2. Grobe Fahrlässigkeit beim Überbau

  • Der BGH stimmte dem Landgericht zu. Die Regeln zum Überbau gelten auch für das Wegerecht.
  • Die Entscheidung, ob etwas grob fahrlässig ist, ist Sache des Richters vor Ort. Der BGH fand keine Fehler bei der Bewertung.
  • Der Beklagte wurde in der Versteigerung auf das Recht hingewiesen. Er hat das ignoriert. Das ist grob fahrlässig.
  • Es spielt keine Rolle, dass sein Architekt ihn nicht warnte. Der Beklagte selbst hatte die nötigen Informationen.

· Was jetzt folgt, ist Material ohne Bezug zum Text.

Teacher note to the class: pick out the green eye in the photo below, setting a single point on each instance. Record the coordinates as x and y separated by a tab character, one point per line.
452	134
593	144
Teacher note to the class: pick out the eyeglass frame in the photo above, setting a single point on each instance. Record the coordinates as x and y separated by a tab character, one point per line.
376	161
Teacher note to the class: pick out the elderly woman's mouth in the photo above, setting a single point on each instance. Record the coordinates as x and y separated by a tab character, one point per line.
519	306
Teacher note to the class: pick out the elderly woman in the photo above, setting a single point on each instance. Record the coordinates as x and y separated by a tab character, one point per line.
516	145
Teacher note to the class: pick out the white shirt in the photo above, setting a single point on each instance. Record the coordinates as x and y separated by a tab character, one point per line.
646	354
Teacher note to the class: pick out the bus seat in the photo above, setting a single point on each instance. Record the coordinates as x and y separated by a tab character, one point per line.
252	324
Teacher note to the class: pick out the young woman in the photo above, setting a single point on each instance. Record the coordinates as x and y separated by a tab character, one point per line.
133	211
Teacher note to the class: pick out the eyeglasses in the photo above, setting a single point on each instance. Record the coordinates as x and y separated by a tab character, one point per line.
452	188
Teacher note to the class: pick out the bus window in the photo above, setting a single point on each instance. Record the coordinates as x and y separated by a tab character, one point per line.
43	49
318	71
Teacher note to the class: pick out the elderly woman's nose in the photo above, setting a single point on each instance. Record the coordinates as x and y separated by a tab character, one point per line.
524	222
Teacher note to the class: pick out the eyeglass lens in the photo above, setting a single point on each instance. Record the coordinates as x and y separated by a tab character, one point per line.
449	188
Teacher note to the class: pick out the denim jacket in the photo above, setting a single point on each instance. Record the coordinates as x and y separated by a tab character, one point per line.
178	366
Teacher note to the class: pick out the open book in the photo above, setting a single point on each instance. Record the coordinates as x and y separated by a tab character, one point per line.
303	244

3. Die Einrede der Unverhältnismäßigkeit

  • Hier machte das Landgericht einen Fehler.
  • Der BGH sagte: Ein Anspruch auf Beseitigung kann immer begrenzt sein. Man spricht von Zumutbarkeit.
  • Der Gesetzgeber hat dies in Paragraf 275 BGB geregelt. Diese Vorschrift ist neu. Sie gilt jetzt für alle Pflichten.
  • Der Beklagte kann sich daher auf die Unverhältnismäßigkeit berufen. Das ist die sogenannte Einrede.
  • Das bedeutet: Die Kosten für den Abriss müssen in einem vernünftigen Verhältnis zum Vorteil des Klägers stehen.
  • Die Regelung zum Überbau (Paragraf 912 BGB) wird dadurch nicht unwichtig. Diese Regel sagt, ob man den Bau dulden muss. Die Regel zur Unverhältnismäßigkeit (Paragraf 275 BGB) sagt, ob der Abriss durchsetzbar ist. Das sind zwei verschiedene Dinge.

4. Die neue Abwägung

  • Der BGH muss nun neu entscheiden. Er muss abwägen.
  • Es muss geprüft werden: Welche Vorteile hat der Kläger durch das Wegerecht? Wie hoch sind die Kosten für den Beklagten beim Abriss?
  • Normalerweise muss ein grob fahrlässiger Bauherr trotzdem abreißen. Das Verschulden ist sehr wichtig.
  • Es gibt aber eine Ausnahme: Hat der Kläger zu lange gewartet? Hat er zu lange nichts gegen den Bau gesagt?
  • Der Kläger hat eine Pflicht zur Schadensminderung. Er soll den Schaden nicht unnötig hoch werden lassen. Dies ist im Paragraf 254 BGB geregelt.
  • Wenn der Kläger zu lange wartete, hat er selbst zum großen Schaden beigetragen.
  • In diesem Fall könnte der Beklagte das Leistungsverweigerungsrecht haben. Er müsste dann nicht abreißen.
  • Das Landgericht hat diese Fragen nicht geprüft. Deshalb muss es die Sache neu verhandeln.

Was ist das Ergebnis?

  • Das Urteil des Landgerichts ist aufgehoben. Es ist ungültig.
  • Der Fall geht zurück an das Landgericht.
  • Das Landgericht muss nun prüfen, ob der Abriss für den Beklagten unverhältnismäßig ist. Es muss auch prüfen, ob der Kläger zu lange gewartet hat.